Similarly, for parametric polymorphism, you can transform lam<a>(x :: List<a>): x.length() end
to
{<a>(x :: List<a>): x.length()}
Since the beginning, you could write an object with method fields in Pyret as by writing the name of the method before an open parenthesis, as in dist-from-0
below:
{
x: 10,
y: 20,
dist-from-0(self):
num-sqrt((self.x * self.x) + (self.y * self.y))
end
}
With the addition of tuples, these method clauses become much closer to ambiguous, for example in this expression, which, at first glance, might be a singleton tuple and might also be an object:
# an object
{
dist-from-0(self, x, y):
num-sqrt((x * x) + (y * y))
end
}
# a tuple with a single element
{
dist-from-0-callback(x, y, lam(dist):
dist * dist
end))
}
When we get to expressions like this, while it's reasonable to write a general parser that can sort out the ambiguities (especially since we distinguish ,
for objects and ;
for tuples), it becomes surprisingly difficult to write editor modes that can do reasonable indenting and begin/end matching. This is because editor modes generally have much less than full parsing support available.
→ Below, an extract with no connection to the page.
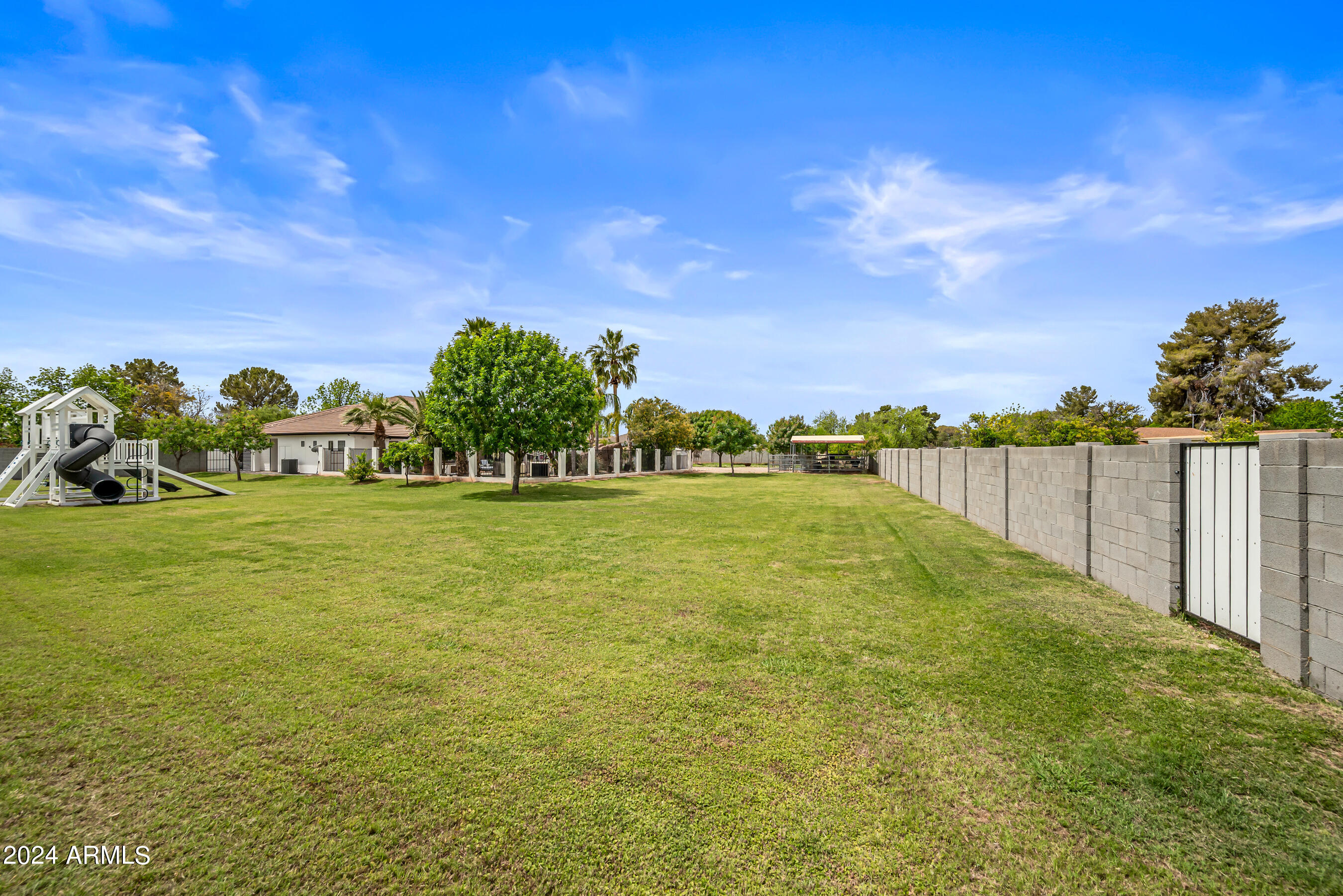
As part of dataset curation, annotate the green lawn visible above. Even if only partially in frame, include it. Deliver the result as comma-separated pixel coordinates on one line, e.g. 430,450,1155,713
0,474,1343,894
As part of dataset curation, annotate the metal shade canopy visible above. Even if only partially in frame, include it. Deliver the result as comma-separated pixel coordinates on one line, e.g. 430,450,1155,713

Because of both the difficulty of working with editor tools, and the potential for visual similarity problems, a method
keyword is now required in front of method fields:
{
x: 10,
y: 20,
method dist-from-0(self):
num-sqrt((self.x * self.x) + (self.y * self.y))
end
}
This makes it easier to identify object fields: they are either a name: expr
field, or a method name(...): ... end
field. The first few characters always make it clear what's going on, without needing to read all the way to the end of a method header to determine if it's a function application or a method field.